Attention Saturation and Gradient Suppression at Inflection Layers: Diagnosing and Mitigating Bottlenecks in Transformer Adaptation
Wang Zixian
TL;DR
This work addresses why pre-trained transformers often struggle to adapt to target domains, attributing it to gradient suppression caused by output saturation in lower layers, which biases adaptation toward high-level feature recombination. It introduces a diagnostic framework built on layer-wise observables—attention entropy, activation-gradient norm, parameter-gradient norm, and ΔCKA under a shared PCA basis—to identify inflection layers where gradient flow is most suppressed. A diagnose-first strategy combines automatic inflection-layer localization (via SKI) with selective LoRA injection in the identified band, enabling restoration of backward signals with minimal parameter overhead. Empirical evaluation on a BERT-base transfer task (SST-2 to Rotten Tomatoes) under UNDER/OVER regimes shows that selective LoRA at inflection layers yields the best accuracy (≈91.59%) with ~0.3M parameters, outperforming uniform LoRA and full or shallow unfreezing; results support a high-level composition vs low-level reconstruction dichotomy and demonstrate a practical, reproducible pipeline for efficient transfer across domains. The approach offers a general-purpose, diagnosis-driven pathway for targeted parameter-efficient fine-tuning and motivates extensions to other modalities and architectures.
Abstract
Pre-trained Transformers often exhibit over-confidence in source patterns and difficulty in forming new target-domain patterns during fine-tuning. We formalize the mechanism of output saturation leading to gradient suppression through standard cross-entropy and softmax analysis, showing that gradient suppression at inflection layers confines adaptation to high-level recombination of existing features while preventing low-level reconstruction. We introduce a set of layer-wise diagnostic metrics -- attention entropy (saturation proxy), activation gradient norm, parameter gradient norm, and Delta-CKA under a shared PCA basis -- to identify inflection layers characterized by both low attention entropy and steep gradient decay. Building on these findings, we propose a diagnose-first, inject-light fine-tuning strategy: selectively inserting LoRA adapters at inflection layers to restore suppressed backward signals with minimal parameter overhead.

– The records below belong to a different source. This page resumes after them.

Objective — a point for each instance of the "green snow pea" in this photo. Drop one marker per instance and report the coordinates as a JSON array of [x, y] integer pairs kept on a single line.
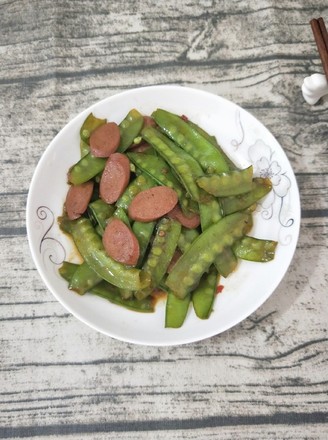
[[122, 215], [111, 293], [67, 270], [203, 252], [84, 148], [114, 295], [83, 279], [209, 157], [90, 246], [227, 184], [100, 211], [204, 294], [163, 146], [226, 262], [255, 249], [143, 231], [212, 140], [186, 238], [130, 128], [160, 254], [86, 168], [140, 183], [210, 212], [160, 171], [89, 125], [260, 188], [176, 310]]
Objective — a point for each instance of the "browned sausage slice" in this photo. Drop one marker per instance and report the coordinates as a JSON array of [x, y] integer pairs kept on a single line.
[[77, 199], [190, 222], [120, 243], [105, 140], [115, 177], [152, 203]]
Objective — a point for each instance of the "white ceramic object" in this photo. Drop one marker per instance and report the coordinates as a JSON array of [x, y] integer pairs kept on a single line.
[[245, 140], [314, 87]]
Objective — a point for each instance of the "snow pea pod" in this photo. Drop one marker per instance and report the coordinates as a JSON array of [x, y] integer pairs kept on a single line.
[[176, 310], [89, 125], [255, 249], [83, 279], [160, 171], [84, 148], [186, 238], [85, 169], [227, 184], [209, 207], [160, 254], [210, 212], [226, 262], [260, 188], [110, 292], [204, 294], [100, 212], [140, 183], [213, 140], [130, 128], [122, 215], [90, 246], [163, 146], [206, 154], [67, 270], [203, 252], [143, 231]]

Experiments on BERT-base transfer from SST-2 to Rotten Tomatoes under under-trained and over-trained source regimes reveal that over-trained initialization benefits from inflection-layer LoRA injection, while under-trained initialization suffers performance degradation. When base features are strong, unblocking inflection layers facilitates high-level compositional adaptation; when base features are weak, full-pathway unblocking is required for low-level reconstruction, as supported by joint analysis of layer-wise activation gradients and Delta-CKA dynamics.